Most of the students from Taiwan studying in Eastern Canada on scholarships from the Ministry of Education (R.O.C.) are concentrated in two major cities: Toronto, in the province of Ontario, and Montreal, in the province of Quebec, in the French-speaking area of Canada. The largest group is located in Montreal.

Tracy Lang, Director of the Education Division at the Taipei Economic and Cultural Office in Canada traveled to Montreal to meet with some of these Taiwanese students over afternoon tea at the end of February, hoping to gain a better understanding of their situations, both on and off campus. All of the students she talked with are studying on the same campus of McGill University, and most began their studies there in the same year. The coincidences don’t stop there: none of them had initially selected Canada as their study destination when they were applying for MOE funding, but they all decided to go there at about the same time, thereby making McGill their common home.

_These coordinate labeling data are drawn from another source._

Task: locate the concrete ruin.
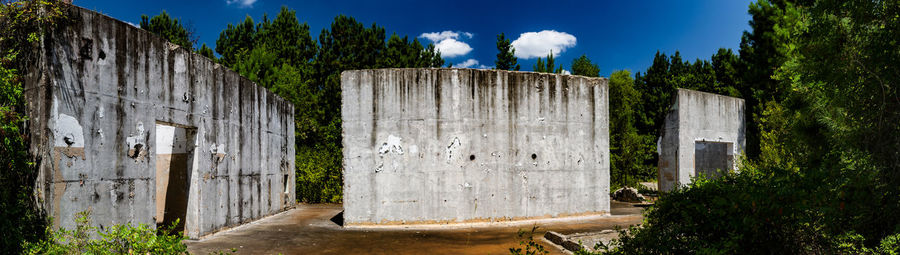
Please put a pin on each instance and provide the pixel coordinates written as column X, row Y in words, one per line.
column 138, row 130
column 426, row 146
column 702, row 133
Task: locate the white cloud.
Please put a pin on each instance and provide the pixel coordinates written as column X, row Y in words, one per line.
column 241, row 3
column 448, row 42
column 452, row 48
column 539, row 44
column 471, row 63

Some already knew one another, but this was the first time they’d all gathered together and there was lots of lively discussion.

Most of the scholarship students have been studying in Canada now for over two years and adapted to the local lifestyle long ago.  Despite it being in Canada’s French-speaking area, they don’t find anything particularly inconvenient in their day-to-day lives, and they all enjoy the urban lifestyle of this highly multicultural Canadian metropolis.

At the time of this cheerful gathering, cases of COVID-19 had already been confirmed in the western province of British Columbia. No cases had yet been diagnosed in Montreal, but the Education Division urged all the students there to take extra precautionary measures.

Unfortunately Quebec subsequently became the province hardest hit by the coronavirus, and Montreal was affected particularly badly, and in response to the worsening situation, in mid-March, McGill made the decision to close its campus facilities and present all courses in an online format. This arrangement is scheduled to continue through the summer term, and the fall semester of the new academic year, beginning in September.

Half of the students who attended the get-together have since returned to Taiwan, to take refuge from the pandemic. Everyone hopes for a rapid resolution of the COVID-19 pandemic and looks forward to being able to once again safely get together in Montreal.